Programmable switching only supports simple arithmetic operations for integer values, and line rate processing means that each packet only supports fewer operation steps. Although it is possible to increase the processing flow through loops, it is implemented at the expense of throughput, and it is just a superposition of simple operations rather than complex calculations in the true sense. The lack of complex calculations affects the application scenarios of the data plane.

Existing schemes for overcoming computational limitations include precalculation and approximation. In the precalculation scheme, the value is calculated by the control plane or the extern CPU and installed in the match-action table or stored in the register, and the data plane queries related entries according to certain rules to obtain the calculated result. This method is only suitable for scenes with a small range and few target values. Another attempt is that approximate values can be used by applications instead of accurate values, which require extremely high computational overhead to obtain. The approximation scheme can achieve certain functions, but at the cost of accuracy.

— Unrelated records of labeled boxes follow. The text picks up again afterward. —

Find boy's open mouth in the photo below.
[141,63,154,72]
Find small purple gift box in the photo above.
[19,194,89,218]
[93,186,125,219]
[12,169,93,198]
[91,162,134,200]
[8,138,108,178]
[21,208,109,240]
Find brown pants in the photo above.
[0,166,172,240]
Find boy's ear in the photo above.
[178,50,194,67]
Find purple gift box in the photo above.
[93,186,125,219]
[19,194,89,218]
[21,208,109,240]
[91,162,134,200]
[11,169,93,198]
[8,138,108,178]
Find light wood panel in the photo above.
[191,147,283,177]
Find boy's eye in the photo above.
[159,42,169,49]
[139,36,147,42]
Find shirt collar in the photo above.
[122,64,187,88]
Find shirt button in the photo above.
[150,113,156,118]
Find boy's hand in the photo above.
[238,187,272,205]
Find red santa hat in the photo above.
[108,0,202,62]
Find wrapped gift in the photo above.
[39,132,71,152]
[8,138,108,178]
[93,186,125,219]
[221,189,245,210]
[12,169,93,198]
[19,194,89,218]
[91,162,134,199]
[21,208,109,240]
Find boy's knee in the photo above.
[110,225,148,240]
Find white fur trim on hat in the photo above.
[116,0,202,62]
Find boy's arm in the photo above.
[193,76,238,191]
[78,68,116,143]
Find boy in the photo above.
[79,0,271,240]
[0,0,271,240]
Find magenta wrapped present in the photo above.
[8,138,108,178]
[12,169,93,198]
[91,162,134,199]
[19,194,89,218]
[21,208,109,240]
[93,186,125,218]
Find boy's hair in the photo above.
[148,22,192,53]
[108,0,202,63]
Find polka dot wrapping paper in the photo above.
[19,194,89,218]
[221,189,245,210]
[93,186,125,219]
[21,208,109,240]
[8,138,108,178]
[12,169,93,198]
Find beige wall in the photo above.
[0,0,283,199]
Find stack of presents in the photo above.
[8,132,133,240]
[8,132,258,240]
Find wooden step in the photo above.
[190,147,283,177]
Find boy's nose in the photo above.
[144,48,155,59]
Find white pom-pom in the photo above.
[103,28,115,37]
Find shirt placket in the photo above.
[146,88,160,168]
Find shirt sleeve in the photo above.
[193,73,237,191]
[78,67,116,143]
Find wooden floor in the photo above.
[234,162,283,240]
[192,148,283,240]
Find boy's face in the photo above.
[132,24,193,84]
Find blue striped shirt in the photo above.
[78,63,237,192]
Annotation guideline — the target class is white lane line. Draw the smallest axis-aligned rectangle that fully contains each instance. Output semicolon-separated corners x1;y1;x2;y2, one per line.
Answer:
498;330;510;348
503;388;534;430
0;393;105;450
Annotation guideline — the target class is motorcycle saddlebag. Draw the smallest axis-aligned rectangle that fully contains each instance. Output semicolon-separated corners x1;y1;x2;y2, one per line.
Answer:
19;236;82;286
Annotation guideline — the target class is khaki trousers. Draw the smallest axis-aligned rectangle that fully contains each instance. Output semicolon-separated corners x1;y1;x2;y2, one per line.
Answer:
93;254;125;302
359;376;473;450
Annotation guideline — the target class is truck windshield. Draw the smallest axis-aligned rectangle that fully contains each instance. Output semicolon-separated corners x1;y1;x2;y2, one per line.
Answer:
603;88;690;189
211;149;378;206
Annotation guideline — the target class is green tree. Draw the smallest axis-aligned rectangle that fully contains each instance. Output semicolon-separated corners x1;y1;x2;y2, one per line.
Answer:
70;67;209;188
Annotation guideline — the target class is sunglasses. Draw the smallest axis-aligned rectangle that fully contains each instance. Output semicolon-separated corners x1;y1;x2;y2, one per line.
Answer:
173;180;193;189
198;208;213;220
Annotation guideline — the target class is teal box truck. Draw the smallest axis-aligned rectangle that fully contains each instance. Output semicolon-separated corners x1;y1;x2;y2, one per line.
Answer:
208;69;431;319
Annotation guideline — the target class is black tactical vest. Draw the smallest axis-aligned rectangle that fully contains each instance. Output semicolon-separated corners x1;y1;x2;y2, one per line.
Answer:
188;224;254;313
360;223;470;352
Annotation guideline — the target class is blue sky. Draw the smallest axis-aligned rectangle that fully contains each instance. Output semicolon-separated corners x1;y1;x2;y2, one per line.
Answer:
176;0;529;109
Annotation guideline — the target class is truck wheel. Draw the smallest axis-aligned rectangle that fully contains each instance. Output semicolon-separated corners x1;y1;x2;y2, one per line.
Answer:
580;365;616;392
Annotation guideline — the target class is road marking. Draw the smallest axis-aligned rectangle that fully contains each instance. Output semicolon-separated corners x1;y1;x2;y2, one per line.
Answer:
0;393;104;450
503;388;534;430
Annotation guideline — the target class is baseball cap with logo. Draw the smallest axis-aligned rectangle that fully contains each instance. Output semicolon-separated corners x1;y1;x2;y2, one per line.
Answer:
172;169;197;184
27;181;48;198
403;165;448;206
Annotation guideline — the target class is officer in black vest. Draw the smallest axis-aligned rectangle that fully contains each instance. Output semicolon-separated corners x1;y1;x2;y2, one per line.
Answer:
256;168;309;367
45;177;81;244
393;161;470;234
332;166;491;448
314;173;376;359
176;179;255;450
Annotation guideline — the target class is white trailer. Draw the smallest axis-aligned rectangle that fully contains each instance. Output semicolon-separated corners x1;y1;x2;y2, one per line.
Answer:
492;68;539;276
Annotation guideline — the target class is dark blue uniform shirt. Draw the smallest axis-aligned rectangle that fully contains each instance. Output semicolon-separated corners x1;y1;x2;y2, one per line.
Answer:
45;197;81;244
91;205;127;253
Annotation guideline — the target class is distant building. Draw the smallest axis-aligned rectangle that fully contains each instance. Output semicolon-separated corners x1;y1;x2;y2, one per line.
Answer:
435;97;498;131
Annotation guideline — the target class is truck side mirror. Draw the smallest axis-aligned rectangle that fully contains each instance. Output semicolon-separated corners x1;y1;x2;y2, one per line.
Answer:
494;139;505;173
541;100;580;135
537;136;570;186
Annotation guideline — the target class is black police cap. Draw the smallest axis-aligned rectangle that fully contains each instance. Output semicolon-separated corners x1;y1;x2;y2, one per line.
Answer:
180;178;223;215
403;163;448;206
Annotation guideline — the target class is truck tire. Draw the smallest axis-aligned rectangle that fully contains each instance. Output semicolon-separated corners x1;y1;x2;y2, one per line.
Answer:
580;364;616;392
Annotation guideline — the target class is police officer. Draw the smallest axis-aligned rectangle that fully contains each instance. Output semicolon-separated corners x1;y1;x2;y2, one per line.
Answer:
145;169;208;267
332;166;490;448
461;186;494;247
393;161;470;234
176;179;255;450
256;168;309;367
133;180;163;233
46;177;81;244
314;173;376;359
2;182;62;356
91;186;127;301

In the future, the device manufacturer should produce devices whose data plane can support richer computing operations and has a higher computing capacity. On the other hand, the function which requires complex calculations can be decomposed into simpler operations. Efforts can be made to explore suitable decomposition methods for complex calculations.

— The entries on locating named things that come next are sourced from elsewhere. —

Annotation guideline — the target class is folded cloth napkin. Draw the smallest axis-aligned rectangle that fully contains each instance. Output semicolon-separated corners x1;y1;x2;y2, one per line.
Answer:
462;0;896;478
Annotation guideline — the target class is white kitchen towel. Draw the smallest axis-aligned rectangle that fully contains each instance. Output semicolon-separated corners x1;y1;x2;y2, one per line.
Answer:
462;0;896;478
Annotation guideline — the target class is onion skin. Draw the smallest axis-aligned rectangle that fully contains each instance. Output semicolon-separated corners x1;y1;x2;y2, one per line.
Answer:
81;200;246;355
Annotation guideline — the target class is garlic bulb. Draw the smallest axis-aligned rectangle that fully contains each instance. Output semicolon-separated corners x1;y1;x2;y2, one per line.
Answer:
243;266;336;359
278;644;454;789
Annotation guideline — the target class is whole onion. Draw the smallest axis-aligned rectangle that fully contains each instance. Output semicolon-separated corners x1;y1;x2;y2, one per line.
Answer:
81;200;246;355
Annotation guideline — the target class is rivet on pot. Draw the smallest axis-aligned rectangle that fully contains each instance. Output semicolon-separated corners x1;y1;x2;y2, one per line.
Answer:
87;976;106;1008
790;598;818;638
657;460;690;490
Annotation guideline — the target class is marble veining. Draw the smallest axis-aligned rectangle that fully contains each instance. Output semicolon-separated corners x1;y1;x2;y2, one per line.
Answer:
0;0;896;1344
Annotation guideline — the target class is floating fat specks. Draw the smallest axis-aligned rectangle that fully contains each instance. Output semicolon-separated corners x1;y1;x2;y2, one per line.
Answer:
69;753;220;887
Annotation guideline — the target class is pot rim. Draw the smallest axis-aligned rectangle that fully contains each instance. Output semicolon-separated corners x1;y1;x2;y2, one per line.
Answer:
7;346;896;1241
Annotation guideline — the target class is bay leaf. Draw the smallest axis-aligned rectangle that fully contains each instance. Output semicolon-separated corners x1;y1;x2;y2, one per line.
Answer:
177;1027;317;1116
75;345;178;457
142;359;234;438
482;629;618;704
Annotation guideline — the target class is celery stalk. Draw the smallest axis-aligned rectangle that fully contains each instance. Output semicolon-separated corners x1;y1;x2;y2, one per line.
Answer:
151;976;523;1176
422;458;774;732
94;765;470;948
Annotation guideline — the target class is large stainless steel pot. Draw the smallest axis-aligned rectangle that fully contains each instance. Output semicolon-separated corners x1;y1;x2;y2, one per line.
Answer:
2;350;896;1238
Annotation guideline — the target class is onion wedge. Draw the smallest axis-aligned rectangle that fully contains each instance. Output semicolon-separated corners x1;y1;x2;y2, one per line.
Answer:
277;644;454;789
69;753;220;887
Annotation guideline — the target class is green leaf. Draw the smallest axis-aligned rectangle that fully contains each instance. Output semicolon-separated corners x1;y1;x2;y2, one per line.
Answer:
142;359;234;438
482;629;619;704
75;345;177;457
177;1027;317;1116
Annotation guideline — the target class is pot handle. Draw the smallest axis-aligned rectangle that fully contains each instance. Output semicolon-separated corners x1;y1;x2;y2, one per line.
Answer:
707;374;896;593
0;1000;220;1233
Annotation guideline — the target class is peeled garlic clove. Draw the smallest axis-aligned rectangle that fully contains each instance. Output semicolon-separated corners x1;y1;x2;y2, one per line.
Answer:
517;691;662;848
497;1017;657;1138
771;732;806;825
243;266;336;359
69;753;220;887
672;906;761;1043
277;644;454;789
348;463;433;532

6.3. Stateful Network Function

As a key feature of the programmable data plane, state processing can realize various novel applications that are impossible in nonprogrammable networks, such as fine-grained load balancing, distributed network telemetry, and stateful traffic engineering.

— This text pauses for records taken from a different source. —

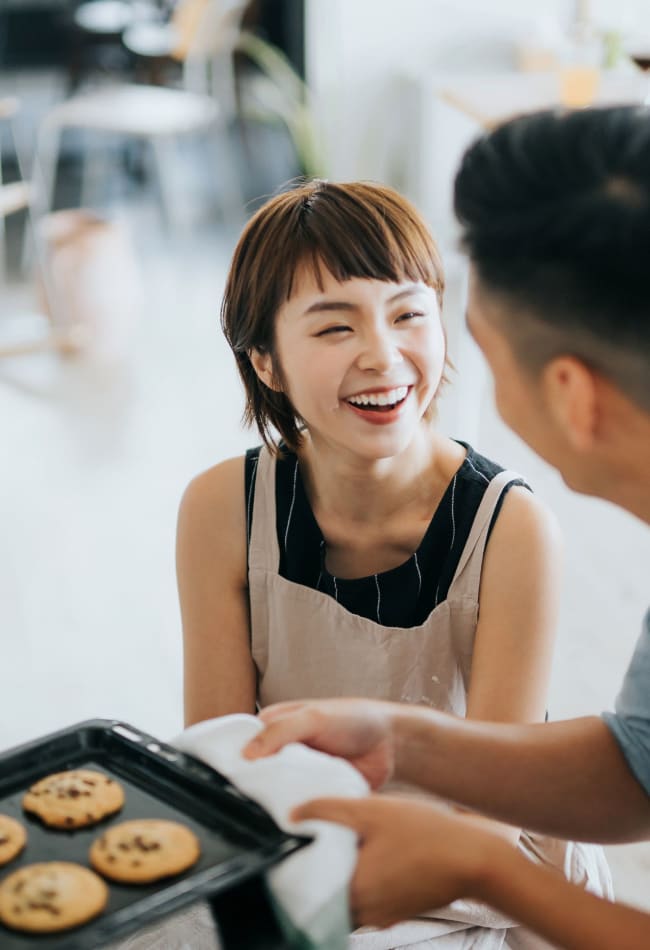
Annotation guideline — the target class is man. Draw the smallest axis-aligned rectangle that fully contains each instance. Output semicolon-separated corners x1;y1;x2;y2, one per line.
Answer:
242;107;650;950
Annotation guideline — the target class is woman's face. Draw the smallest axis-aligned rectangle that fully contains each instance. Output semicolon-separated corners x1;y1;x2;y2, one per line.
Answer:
257;267;445;460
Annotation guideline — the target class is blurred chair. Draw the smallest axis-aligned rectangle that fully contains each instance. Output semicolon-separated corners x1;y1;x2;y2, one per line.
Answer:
0;99;78;358
36;0;244;224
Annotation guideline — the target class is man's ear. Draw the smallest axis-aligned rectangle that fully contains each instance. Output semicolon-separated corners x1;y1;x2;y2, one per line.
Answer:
248;349;280;392
542;356;598;450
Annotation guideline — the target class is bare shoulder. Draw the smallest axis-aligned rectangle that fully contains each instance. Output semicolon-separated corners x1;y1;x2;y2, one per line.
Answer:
489;485;562;555
177;456;246;567
180;455;245;517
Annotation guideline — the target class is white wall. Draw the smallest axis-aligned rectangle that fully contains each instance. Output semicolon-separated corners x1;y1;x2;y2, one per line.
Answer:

Since a certain amount of state data needs to be retained on the programmable data plane, the size of the on-chip memory directly affects the amount of state data that can be stored, further limiting the scale of flows that can be processed and the functions that can be implemented by the data plane.

For the problem of limited storage space for state information, one possible solution is that the memory of programmable switch should be expanded by adding more SRAM or DRAM, which may lead to higher costs and affect flexibility and scalability. The algorithm needs to be reasonably designed to allow the data plane to save as little state data as possible. Meanwhile, the scheduling between the data plane and the extended memory needs to be carefully designed to minimize the impact on performance.

7. Conclusion

The research of solving network security problems with P4-based programmable data plane is reviewed in this paper. The paper introduces the programming language P4 and components in the P4 workflow and discusses the development of network programmability. The advantages of P4-based programmable data plane in solving security problems are analyzed. On this basis, according to the perspectives of passive defense, active defense, and combination of multiple technologies, the existing network security applications are divided into four parts: access control, privacy and encryption, availability, and integrated defense. The schemes in each category are compared, and the core ideas and limitations are clarified. In addition, a detailed comparison is made for the research on performance of P4 target, and the research on using multiple target platforms to implement functions or algorithms is summarized. Finally, challenges related to the limitations of P4-based programmable data plane are discussed.

Data Availability

The labeled data sets used to support the findings of this study are available from the corresponding author upon request.

Conflicts of Interest

The authors declare no conflicts of interest.

Acknowledgments

This work was supported by the Key University Science Research Project of Jiangsu Province under grant 19KJD510008 and the Future Network Scientific Research Fund Project under grant FNSRFP-2021-YB-55.